Lacrosse is an outdoor game where, like soccer, the players are not allowed to touch the ball with their hands. Players control the ball with sticks with a net attached at the end to hold the ball, and aim to either pass the ball to a teammate or fling it past the goalie for a goal. Men’s lacrosse allows and encourages physical body-checking and rough play, but such tactics are not allowed in the women’s game, which is more finesse-based. In most sports, the team that touched the ball last loses possession of the ball when it goes out of bounds. In Lacrosse, however, possession is awarded to the team that was closest to the ball. Teams therefore are aggressive in taking shots because the offensive team can usually chase down the ball in the event of a wild miss. While Lacrosse is most similar to soccer in the style of play, it’s reminiscent of basketball in the level of excitement. Whenever I watch a basketball game, I enjoy the emotional roller coaster of big plays and what-ifs. There’s plenty of reactions of “oh yes nice shot” and “oh rats tough miss”, with momentum often changing wildly. I’ve had the same experience in the lacrosse games I’ve watched. A fan feels lingering regret over a lost face-off (where possession is awarded after a stoppage in play) or big defensive lapse, and great jubilation over a big goal or scoring run-often all in the same game. Points are scored one at a time in lacrosse, like in soccer or hockey, but they come around a lot more often with scores easily rising past ten for many teams.

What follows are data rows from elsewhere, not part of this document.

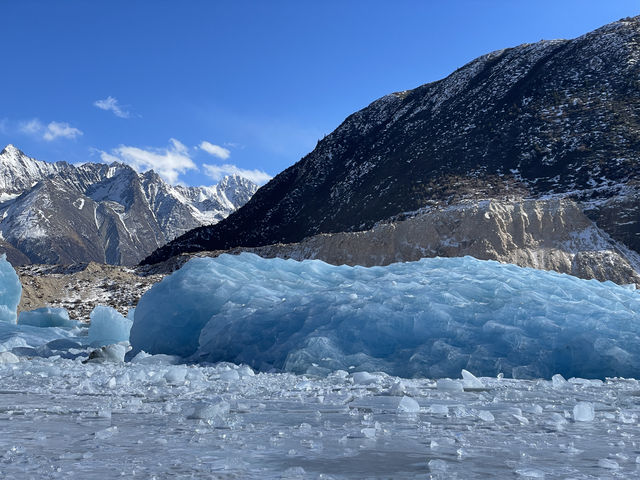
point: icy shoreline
(64, 419)
(69, 410)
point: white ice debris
(47, 317)
(10, 291)
(8, 357)
(449, 385)
(426, 318)
(583, 412)
(108, 326)
(408, 405)
(469, 380)
(109, 353)
(558, 381)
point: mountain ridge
(108, 213)
(556, 117)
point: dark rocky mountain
(553, 118)
(62, 213)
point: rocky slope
(544, 234)
(557, 117)
(81, 287)
(61, 213)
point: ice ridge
(429, 318)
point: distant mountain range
(554, 118)
(63, 213)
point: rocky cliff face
(61, 213)
(544, 234)
(558, 118)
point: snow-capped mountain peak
(99, 212)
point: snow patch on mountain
(62, 213)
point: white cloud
(169, 163)
(215, 150)
(217, 172)
(49, 132)
(33, 127)
(110, 104)
(60, 129)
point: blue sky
(198, 89)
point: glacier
(47, 317)
(429, 318)
(10, 291)
(108, 326)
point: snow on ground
(65, 419)
(429, 318)
(68, 410)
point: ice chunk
(429, 318)
(108, 326)
(108, 353)
(215, 409)
(10, 291)
(449, 385)
(486, 416)
(365, 378)
(408, 405)
(8, 357)
(470, 381)
(176, 374)
(608, 464)
(559, 382)
(583, 412)
(47, 317)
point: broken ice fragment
(10, 291)
(583, 412)
(47, 317)
(108, 326)
(559, 382)
(109, 353)
(449, 385)
(408, 405)
(470, 381)
(8, 357)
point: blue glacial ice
(429, 318)
(10, 291)
(47, 317)
(108, 326)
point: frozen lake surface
(64, 419)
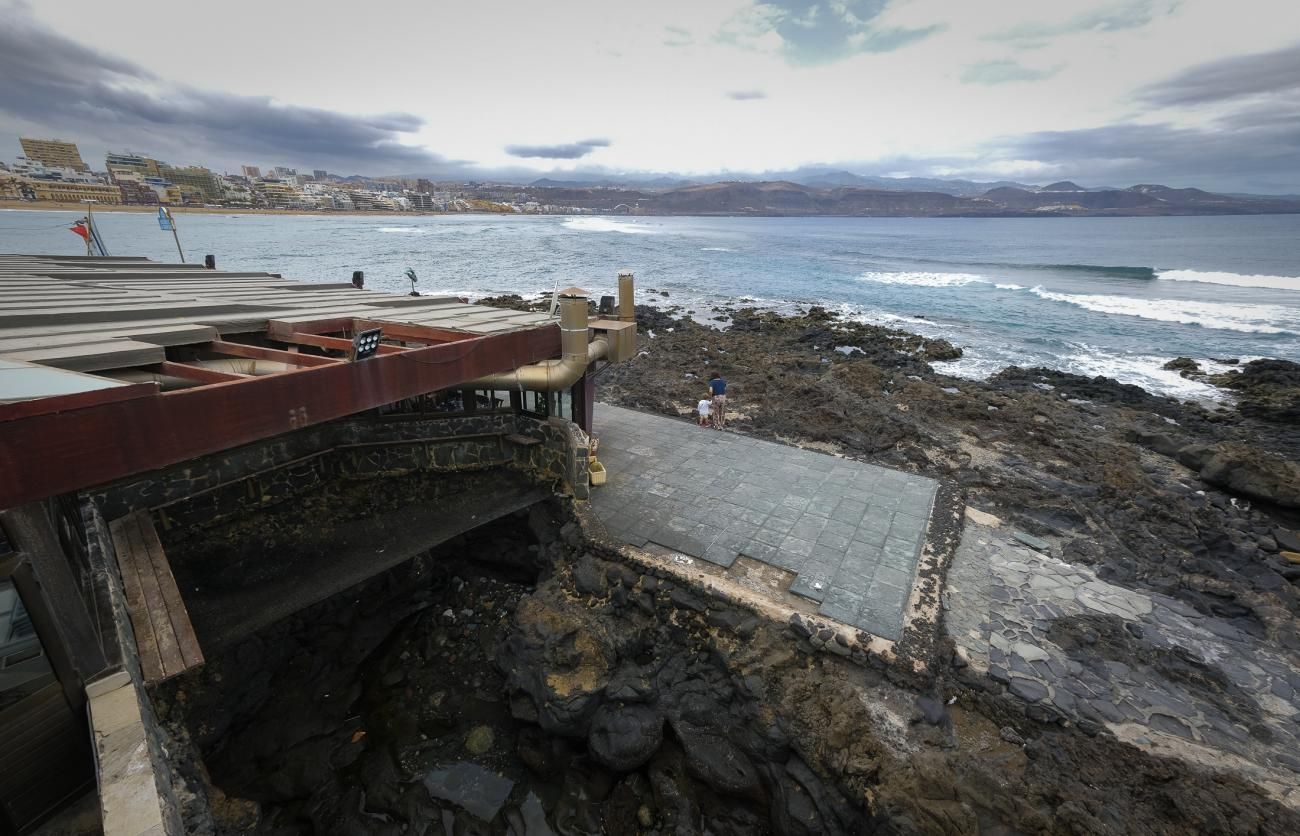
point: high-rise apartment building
(53, 152)
(131, 164)
(194, 178)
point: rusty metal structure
(111, 367)
(122, 368)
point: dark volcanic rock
(1268, 390)
(1253, 473)
(624, 739)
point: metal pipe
(627, 307)
(554, 375)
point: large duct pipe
(555, 375)
(627, 307)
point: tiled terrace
(852, 533)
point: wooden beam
(198, 373)
(415, 333)
(52, 454)
(337, 343)
(278, 329)
(258, 352)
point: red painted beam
(76, 401)
(52, 454)
(258, 352)
(198, 373)
(338, 343)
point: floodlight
(365, 343)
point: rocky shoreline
(529, 680)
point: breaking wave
(607, 225)
(1255, 319)
(923, 278)
(1104, 269)
(1234, 280)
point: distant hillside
(787, 198)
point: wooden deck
(163, 632)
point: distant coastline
(50, 206)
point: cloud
(63, 86)
(1246, 151)
(1004, 72)
(1229, 78)
(820, 31)
(677, 37)
(1108, 18)
(566, 151)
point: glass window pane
(24, 667)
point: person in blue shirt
(718, 386)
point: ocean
(1114, 297)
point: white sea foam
(1145, 371)
(922, 278)
(1235, 280)
(1255, 319)
(419, 230)
(607, 225)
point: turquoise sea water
(1114, 297)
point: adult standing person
(718, 386)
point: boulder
(625, 737)
(1251, 472)
(716, 761)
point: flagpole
(90, 225)
(176, 237)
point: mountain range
(787, 198)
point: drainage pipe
(627, 310)
(554, 375)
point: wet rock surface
(510, 683)
(1177, 497)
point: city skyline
(1183, 92)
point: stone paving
(1148, 667)
(852, 533)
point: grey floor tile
(794, 545)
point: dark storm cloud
(1230, 78)
(819, 31)
(1108, 18)
(61, 86)
(1004, 72)
(564, 151)
(1246, 151)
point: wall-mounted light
(365, 343)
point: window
(24, 666)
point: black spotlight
(365, 343)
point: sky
(1183, 92)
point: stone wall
(233, 483)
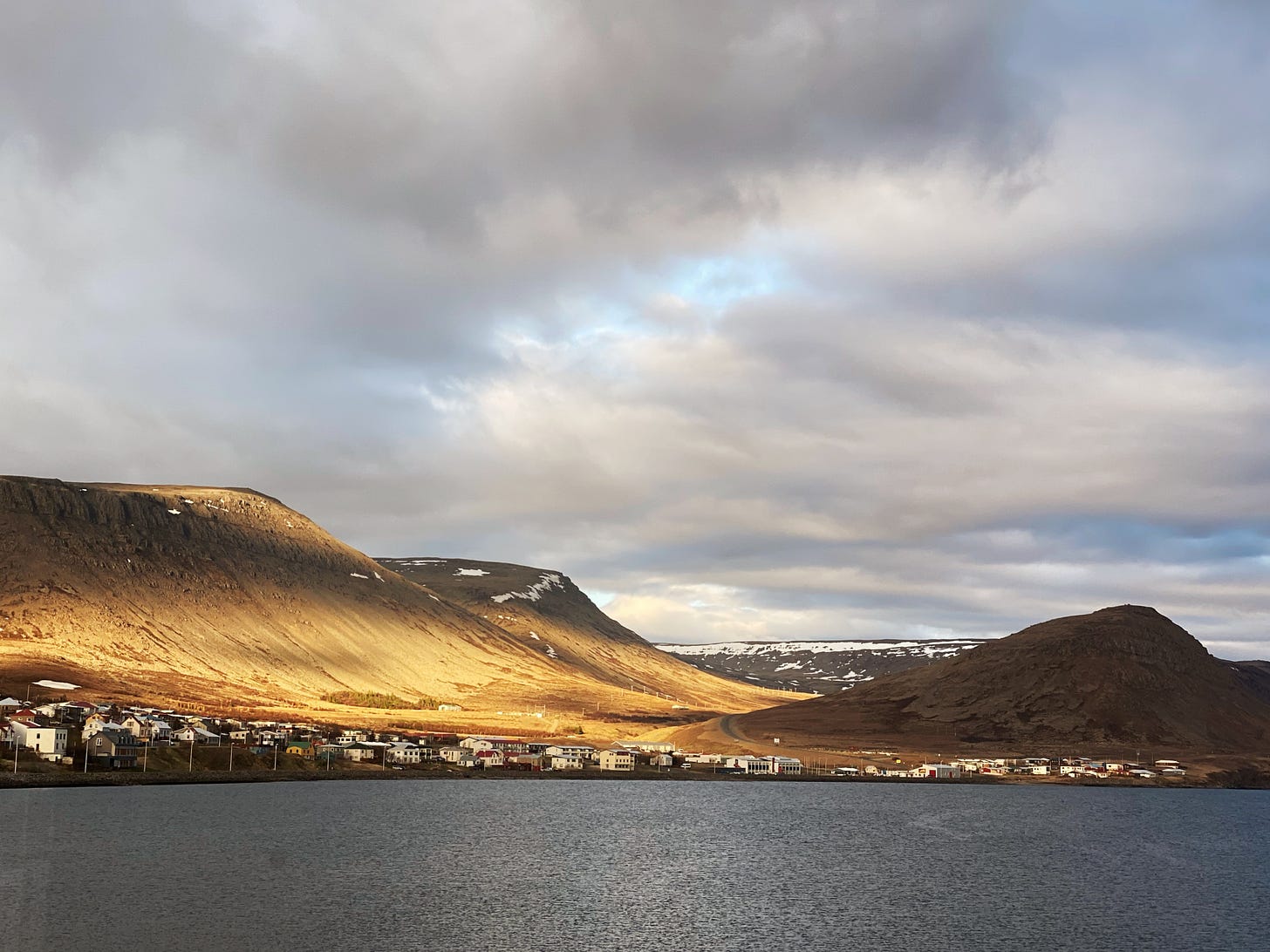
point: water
(567, 865)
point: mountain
(226, 595)
(1119, 676)
(818, 667)
(546, 613)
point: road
(729, 730)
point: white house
(406, 754)
(584, 751)
(50, 743)
(651, 746)
(198, 735)
(97, 724)
(616, 759)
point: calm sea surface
(568, 865)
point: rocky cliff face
(1119, 676)
(549, 615)
(191, 593)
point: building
(406, 754)
(195, 734)
(651, 746)
(616, 759)
(584, 751)
(50, 743)
(113, 749)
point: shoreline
(167, 779)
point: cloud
(815, 319)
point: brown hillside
(1119, 676)
(553, 617)
(195, 593)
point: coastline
(55, 781)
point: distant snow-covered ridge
(738, 649)
(816, 667)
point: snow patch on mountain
(534, 592)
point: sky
(761, 322)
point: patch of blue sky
(718, 283)
(1138, 540)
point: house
(651, 746)
(359, 751)
(139, 726)
(584, 751)
(77, 711)
(488, 742)
(194, 734)
(113, 749)
(616, 759)
(401, 753)
(785, 765)
(50, 743)
(160, 731)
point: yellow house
(616, 760)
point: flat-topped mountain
(819, 667)
(197, 593)
(1118, 676)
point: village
(80, 735)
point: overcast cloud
(760, 320)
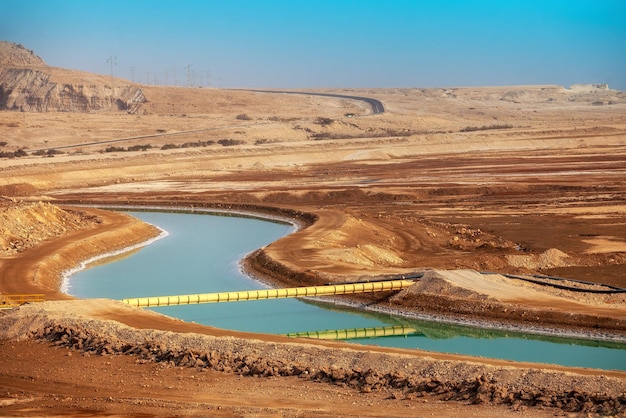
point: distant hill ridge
(16, 55)
(28, 84)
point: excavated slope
(28, 84)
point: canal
(201, 254)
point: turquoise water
(201, 254)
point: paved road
(377, 105)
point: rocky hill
(28, 84)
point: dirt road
(445, 179)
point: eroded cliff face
(27, 84)
(32, 90)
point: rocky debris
(548, 259)
(24, 225)
(434, 283)
(483, 388)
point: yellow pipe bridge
(11, 301)
(291, 292)
(353, 333)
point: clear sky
(329, 43)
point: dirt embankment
(406, 376)
(40, 241)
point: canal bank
(236, 316)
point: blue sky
(329, 43)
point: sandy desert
(518, 180)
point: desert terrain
(527, 181)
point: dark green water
(201, 254)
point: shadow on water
(439, 330)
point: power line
(113, 61)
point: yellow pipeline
(292, 292)
(11, 301)
(349, 334)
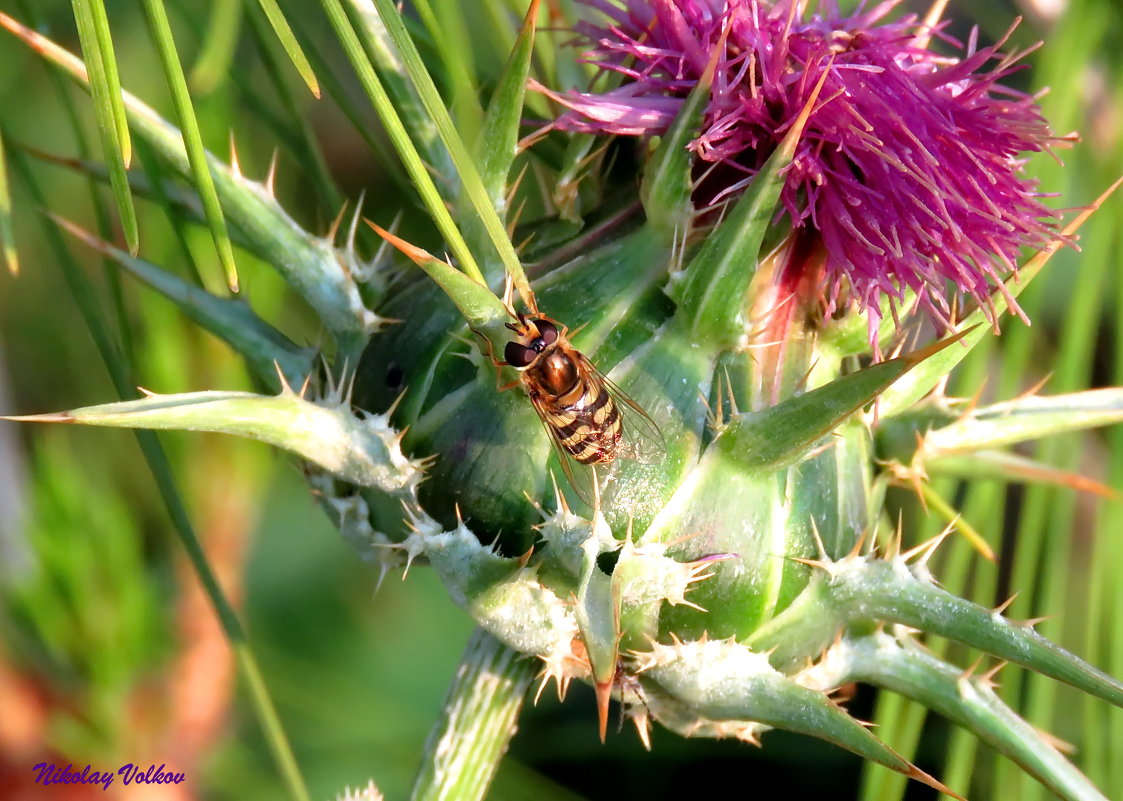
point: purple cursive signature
(130, 774)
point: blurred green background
(108, 654)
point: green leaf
(311, 265)
(667, 184)
(289, 42)
(473, 185)
(453, 41)
(1001, 465)
(478, 306)
(969, 701)
(112, 127)
(723, 681)
(213, 64)
(403, 94)
(1024, 419)
(500, 135)
(364, 452)
(156, 458)
(480, 716)
(266, 349)
(712, 293)
(779, 435)
(402, 139)
(192, 140)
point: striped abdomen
(575, 404)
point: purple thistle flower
(909, 169)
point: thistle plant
(776, 229)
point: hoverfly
(590, 419)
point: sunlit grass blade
(7, 230)
(212, 65)
(156, 458)
(265, 349)
(446, 23)
(307, 147)
(779, 435)
(467, 743)
(112, 127)
(970, 702)
(402, 93)
(402, 139)
(717, 281)
(308, 263)
(667, 183)
(192, 139)
(465, 165)
(500, 136)
(921, 382)
(288, 41)
(1047, 513)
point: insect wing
(642, 442)
(581, 476)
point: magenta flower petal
(910, 165)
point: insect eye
(547, 330)
(519, 355)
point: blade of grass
(1046, 517)
(469, 176)
(192, 140)
(401, 138)
(212, 66)
(7, 230)
(103, 85)
(84, 297)
(103, 41)
(288, 41)
(372, 33)
(500, 137)
(453, 42)
(308, 151)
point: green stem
(467, 742)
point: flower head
(909, 167)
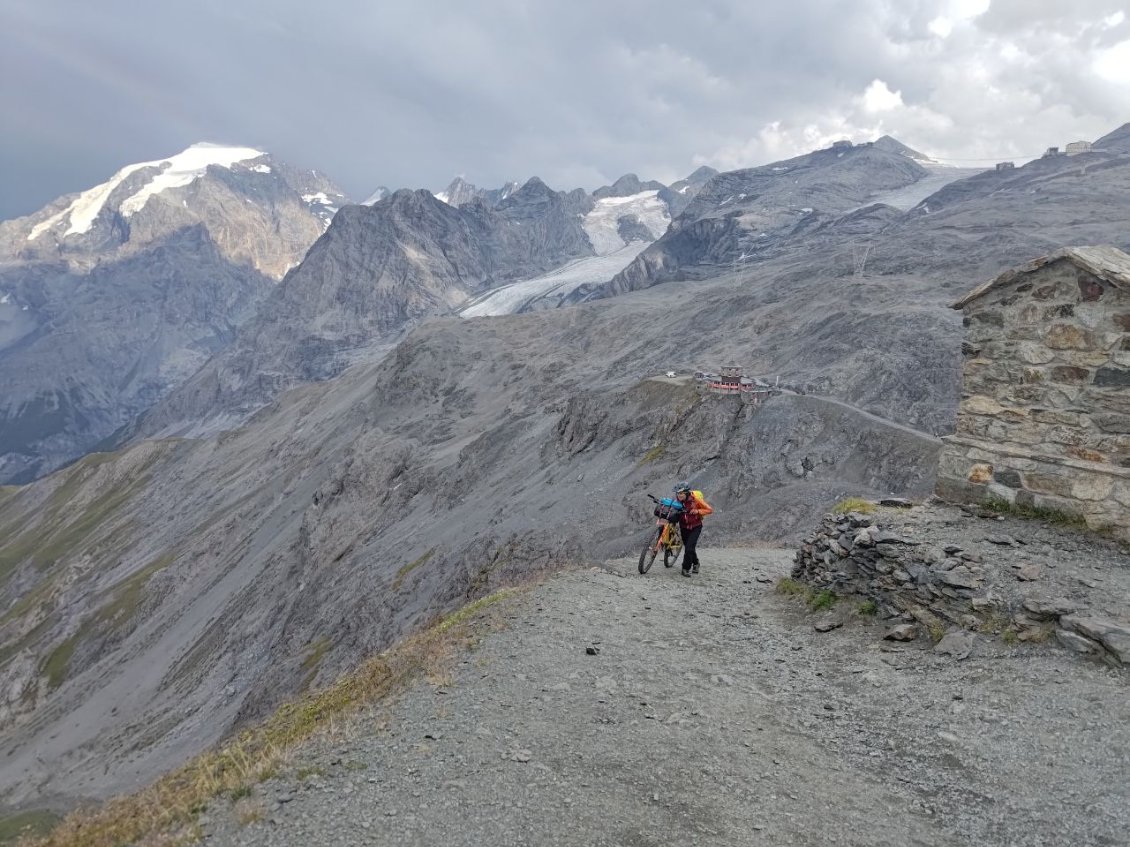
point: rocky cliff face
(836, 202)
(1115, 141)
(740, 214)
(375, 272)
(112, 297)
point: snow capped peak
(376, 195)
(174, 172)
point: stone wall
(1044, 418)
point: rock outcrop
(112, 297)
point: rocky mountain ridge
(112, 297)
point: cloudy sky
(577, 92)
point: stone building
(1044, 417)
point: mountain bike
(666, 536)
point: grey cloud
(574, 90)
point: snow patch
(175, 172)
(601, 225)
(184, 168)
(509, 299)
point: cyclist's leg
(689, 547)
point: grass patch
(129, 593)
(240, 792)
(313, 660)
(853, 504)
(250, 813)
(26, 824)
(410, 567)
(791, 587)
(59, 662)
(171, 804)
(1035, 513)
(823, 600)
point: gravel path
(714, 714)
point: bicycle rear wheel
(650, 551)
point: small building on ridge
(1044, 416)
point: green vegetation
(170, 806)
(59, 662)
(1036, 513)
(791, 587)
(853, 504)
(410, 567)
(823, 600)
(129, 593)
(26, 824)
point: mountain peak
(888, 143)
(1115, 141)
(170, 173)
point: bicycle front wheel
(674, 543)
(650, 551)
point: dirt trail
(714, 714)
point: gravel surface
(710, 712)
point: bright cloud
(575, 93)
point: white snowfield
(175, 172)
(510, 298)
(613, 255)
(600, 224)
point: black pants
(689, 542)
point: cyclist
(690, 524)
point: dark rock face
(792, 210)
(626, 186)
(1115, 141)
(374, 273)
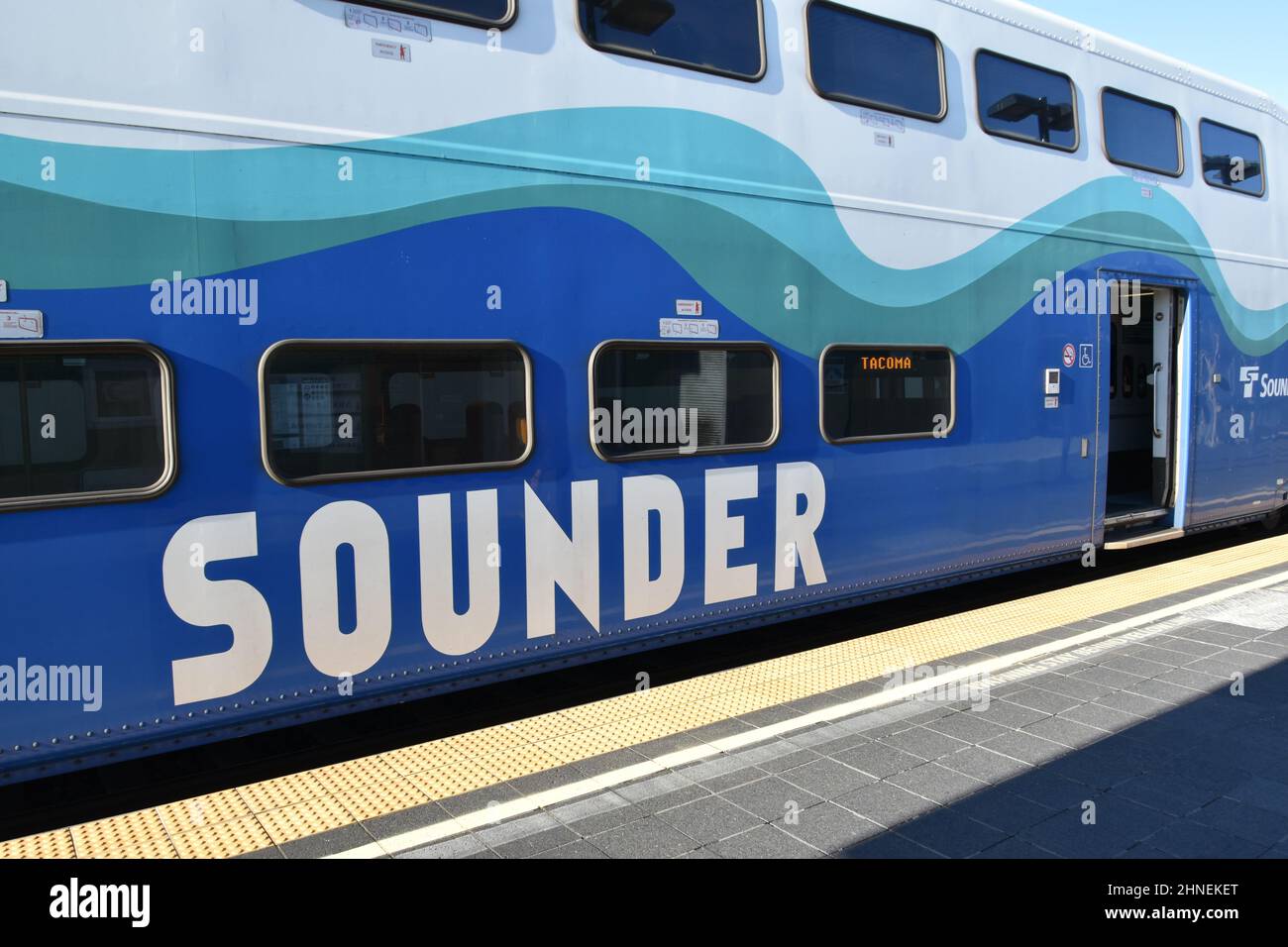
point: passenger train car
(355, 352)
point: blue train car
(460, 339)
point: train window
(679, 398)
(1232, 158)
(1142, 134)
(356, 410)
(721, 37)
(868, 60)
(1026, 102)
(473, 12)
(84, 424)
(887, 393)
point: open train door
(1142, 363)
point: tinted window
(872, 392)
(874, 62)
(1141, 134)
(364, 408)
(81, 423)
(480, 11)
(1025, 102)
(712, 35)
(682, 398)
(1232, 158)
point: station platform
(1144, 714)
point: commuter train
(357, 352)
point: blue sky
(1240, 39)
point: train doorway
(1142, 419)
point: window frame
(679, 63)
(662, 344)
(1261, 146)
(167, 424)
(447, 16)
(1180, 133)
(871, 103)
(885, 347)
(403, 474)
(1010, 136)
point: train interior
(1141, 483)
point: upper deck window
(84, 424)
(1142, 134)
(1026, 102)
(1232, 158)
(475, 12)
(870, 60)
(721, 37)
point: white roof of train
(1057, 27)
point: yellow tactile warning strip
(294, 806)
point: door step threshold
(1136, 517)
(1144, 539)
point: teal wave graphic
(140, 214)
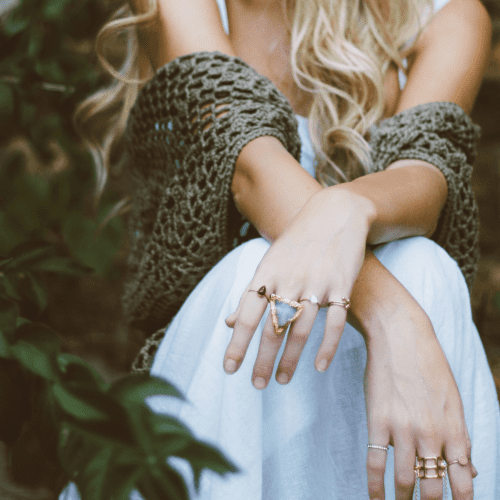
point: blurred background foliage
(47, 66)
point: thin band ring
(377, 447)
(345, 303)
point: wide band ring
(463, 460)
(430, 468)
(343, 302)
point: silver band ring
(461, 461)
(377, 447)
(312, 299)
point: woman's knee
(422, 267)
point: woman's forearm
(270, 188)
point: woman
(428, 389)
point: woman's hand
(413, 404)
(320, 253)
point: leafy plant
(60, 419)
(102, 436)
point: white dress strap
(223, 14)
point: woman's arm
(447, 64)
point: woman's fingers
(252, 307)
(231, 319)
(376, 460)
(460, 474)
(335, 322)
(296, 340)
(431, 488)
(268, 350)
(404, 468)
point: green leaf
(15, 23)
(161, 482)
(8, 286)
(4, 262)
(203, 456)
(8, 316)
(27, 254)
(36, 292)
(78, 371)
(121, 478)
(36, 349)
(85, 461)
(7, 101)
(53, 9)
(74, 406)
(14, 401)
(62, 265)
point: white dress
(307, 440)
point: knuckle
(375, 489)
(262, 370)
(299, 336)
(244, 324)
(434, 495)
(466, 490)
(288, 365)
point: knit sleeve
(442, 134)
(184, 135)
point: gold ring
(462, 461)
(345, 303)
(283, 312)
(377, 447)
(430, 468)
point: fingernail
(474, 470)
(322, 365)
(259, 383)
(230, 366)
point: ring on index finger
(283, 311)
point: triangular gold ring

If all this sounds intriguing, this weekend would be a perfect time to take a first glimpse at America’s fasted growing sport. Both the men’s and women’s Final Fours will take place over Memorial Day weekend, and they both offer something different. Men’s lacrosse is a bit more mature and has a great deal of parity, with a new champion emerging each year. It’s easy to see Maryland, Brown, North Carolina or Loyola winning this year, but tough to see any of them pulling off the feat again next season. Women’s lacrosse is in a similar situation as women’s hoops in that a few teams dominate the young game. Northwestern recently pulled off a fivepeat and this year Maryland is undefeated and is gunning for a threpeat, with Syracuse, North Carolina and Penn State all considered Cinderellas (Syracuse is in the very odd spot of appearing in its fifth straight Final Four and still being huge underdogs). It’s been said that it’s better to be on a bandwagon than to get run over by it. Well I see lacrosse as being the big new American sports bandwagon, and now would be a good time to get on board.